Iran may lay off 200,000 civil servants by 2015
January 15, 2012 - 17:46
Iran’s fifth five-year socio-economic development plan, which ends in 2015, has envisaged transferring up to 200,000 employees of the state-run sector to the private sector, the vice president for human resources and management affairs stated.
Speaking to the ISNA news agency, Lotfollah Forouzandeh said that around 2 million employees are working in state-run organizations.
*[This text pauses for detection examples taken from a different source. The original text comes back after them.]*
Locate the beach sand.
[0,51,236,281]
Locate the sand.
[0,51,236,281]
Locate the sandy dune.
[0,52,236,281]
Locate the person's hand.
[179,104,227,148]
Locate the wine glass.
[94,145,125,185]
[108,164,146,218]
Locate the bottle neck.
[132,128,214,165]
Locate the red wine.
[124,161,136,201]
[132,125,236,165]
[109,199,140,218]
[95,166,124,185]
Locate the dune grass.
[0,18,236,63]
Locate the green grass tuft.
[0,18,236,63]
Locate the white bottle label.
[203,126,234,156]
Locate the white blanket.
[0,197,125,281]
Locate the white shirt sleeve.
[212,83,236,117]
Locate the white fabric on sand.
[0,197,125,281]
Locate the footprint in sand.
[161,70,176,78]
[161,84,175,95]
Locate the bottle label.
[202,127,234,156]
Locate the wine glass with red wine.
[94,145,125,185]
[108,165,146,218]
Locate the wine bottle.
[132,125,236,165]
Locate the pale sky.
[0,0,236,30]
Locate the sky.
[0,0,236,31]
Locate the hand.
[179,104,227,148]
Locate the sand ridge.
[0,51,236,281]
If we implement the article 44 of the Constitution toward downsizing the government, 10 percent of the civil servants should be transferred to the private sector by 2015, he noted.
Iran has privatized up to 500 companies during the last six years, said Iran’s minister of economic affairs and finance Shamseddin Hosseini in August 2011.
He announced that the government has gained around 77 billion dollars income by ceding shares of the companies to the private sector during the mentioned period.
In 2007, Supreme Leader Ayatollah Seyed Ali Khamenei instructed government officials to speed up implementation of the policies outlined in the amendment of Article 44, and move towards economic privatization.
Massive privatization of state-owned enterprises over the past several years, which had hitherto justified the state sponsorship of major economic activities, have been the hallmark of economic reforms in Iran, which was enabled after the reinterpretation of the relevant provisions of Iran’s constitution and following authorization by the highest political decision-making bodies in Iran.
According to the Iran Privatization Organization, over the past five years 589 state-owned companies with nearly 83 billion dollars worth of shares have been privatized, according to Middle East Online.